The first one follows trivially from the state pair. The others follow under simple entailment (2 and 3) and under RDFS+FOAF-entailment (4).

Note that the choice of name here, rdf:semantics, is inspired by, but not quite compatible with, cwm's log:semantics. The log:semantics property actually corresponds closer to rdf:state.

Formalism

Here is my feeble attempt at a formal definition. I need to think more about this.

A dataset interpretation has, in addition to the usual stuff:

  • A set ISR of stateful resources
  • A set IG of RDF graphs

If E is a state pair <i,G> then I(E) = true if E is in IEXT(I(rdf:state))

If E is an RDF dataset the I(E) = true if its default graph is true and all of its state pairs are true

<i,G2> is in IEXT(I(rdf:semantics)) if <i,G1> is in IEXT(I(rdf:state)) and G1 entails G2

IG = ICEXT(I(rdf:Graph))

ISR = ICEXT(I(rdf:StatefulResource))

Some axiomatic triples:

rdf:state rdfs:domain rdf:StatefulResource.
rdf:state rdfs:range rdf:Graph.
rdf:state rdfs:subPropertyOf rdf:semantics.
rdf:semantics rdfs:domain rdf:StatefulResource.
rdf:semantics rdfs:range rdf:Graph.

I have toyed with the idea of a “state extension”, similar to class extensions and property extensions, for stateful resources. The state extension of a stateful resource might be the set of all interpretations that satisfy the resource's state graph. But maybe this is not necessary.

Different kinds of state relationships

One nice thing here is that the concept of a state relationship makes it easy to formally explain various conventions.

For example, let's say we have a crawler that does nothing but look for CSV files, and if it finds any, converts them to RDF and stores them in an RDF dataset. Now the state function here is not the usual “dereference and try parsing as RDF” function, but a slightly different one that goes “dereference and try parsing as CSV”. This is obviously not going to be terribly compatible to expectations of others, but may be completely appropriate in some internal scenarios.

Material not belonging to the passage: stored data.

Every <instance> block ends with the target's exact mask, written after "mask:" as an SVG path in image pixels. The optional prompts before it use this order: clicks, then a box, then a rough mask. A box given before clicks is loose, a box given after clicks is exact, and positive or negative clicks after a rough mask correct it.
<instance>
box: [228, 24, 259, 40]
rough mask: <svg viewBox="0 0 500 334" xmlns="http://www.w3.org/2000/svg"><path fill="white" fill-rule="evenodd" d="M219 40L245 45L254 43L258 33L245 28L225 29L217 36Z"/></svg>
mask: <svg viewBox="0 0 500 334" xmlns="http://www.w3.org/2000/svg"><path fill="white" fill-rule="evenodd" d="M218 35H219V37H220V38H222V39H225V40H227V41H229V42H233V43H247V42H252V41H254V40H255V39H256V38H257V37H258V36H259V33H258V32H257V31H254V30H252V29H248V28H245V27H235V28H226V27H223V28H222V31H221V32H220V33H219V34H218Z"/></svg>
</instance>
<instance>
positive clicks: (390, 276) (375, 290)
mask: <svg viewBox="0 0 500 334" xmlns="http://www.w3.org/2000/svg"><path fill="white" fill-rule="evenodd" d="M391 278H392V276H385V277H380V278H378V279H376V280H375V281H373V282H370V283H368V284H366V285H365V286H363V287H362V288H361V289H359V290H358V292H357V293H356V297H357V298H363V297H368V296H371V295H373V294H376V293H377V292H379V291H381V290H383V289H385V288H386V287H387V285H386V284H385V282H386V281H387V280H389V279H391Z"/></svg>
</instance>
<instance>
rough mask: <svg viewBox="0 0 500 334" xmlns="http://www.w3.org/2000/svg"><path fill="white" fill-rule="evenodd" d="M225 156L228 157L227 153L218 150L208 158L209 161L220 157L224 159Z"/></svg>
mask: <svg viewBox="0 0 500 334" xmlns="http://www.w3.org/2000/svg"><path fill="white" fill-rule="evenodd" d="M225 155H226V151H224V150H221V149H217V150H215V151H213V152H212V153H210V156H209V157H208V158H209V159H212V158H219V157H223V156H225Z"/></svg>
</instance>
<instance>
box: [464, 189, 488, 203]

The same goes if we want to use arbitrary resources as the IRIs, and stuff their descriptions into the graphs: We just consider all resources as stateful, and their state is in fact their description. It's just a very weird state function.

Semantic extensions can put additional constraints onto the state relationship, for example “web dataset entailment” could demand that the state relationship is a superset of the dereference-and-parse-as-RDF relationship.

Explaining owl:import

Stated as a rule over N3-like syntax:

?g1 rdf:semantics { ?g1 owl:imports ?g2 }
?g2 rdf:state ?imported.
  =>
?g1 rdf:semantics ?imported.     

This shows why it's good to have both rdf:state and rdf:semantics: The one records the exact graph and is functional; the other just claims that something holds true within the state of the resource. I don't think this would be possible in a semantics that only does graph baptism (because we can't “modify” the importing graph).

Open issues

  • Blank node scope? Probably it's ok to say that blank nodes are shared
  • Any point in defining rdf:ImmutableResource?
  • Come up with a nice example why rdf:state is needed—something where we really want to know exactly what triples are in the state
  • Formalism needs to be better
  • Is the entailment regime for determining rdf:semantics the same as the entailment regime we use for the entire dataset?
    • Anything said in the default graph (including the state pairs, which can be considered part of the default graph) should probably be true in any interpretation of any state graph too, no? Test case: State graph talks about one of the stateful resources
    • Perhaps better to say that it's a good idea to interpret the individual graphs with the same state function as the default graph
    • Perhaps better to say that it's a good idea to assume that stuff randomly published on the web should be interpreted with the deref+parse state function
  • Do we really need rdf:state and rdf:semantics as properties? Maybe see how a minimal thing without would work
  • RDF datasets are mathematical constructs. We probably do need a term for mutable datasets. Otherwise, that's the thing in an RDF store? What does a TriG file's URI identify? “Graph Store” is not a great term once we go beyond SPARQL Update. How about RDF dataspace as a mutable version of RDF dataset?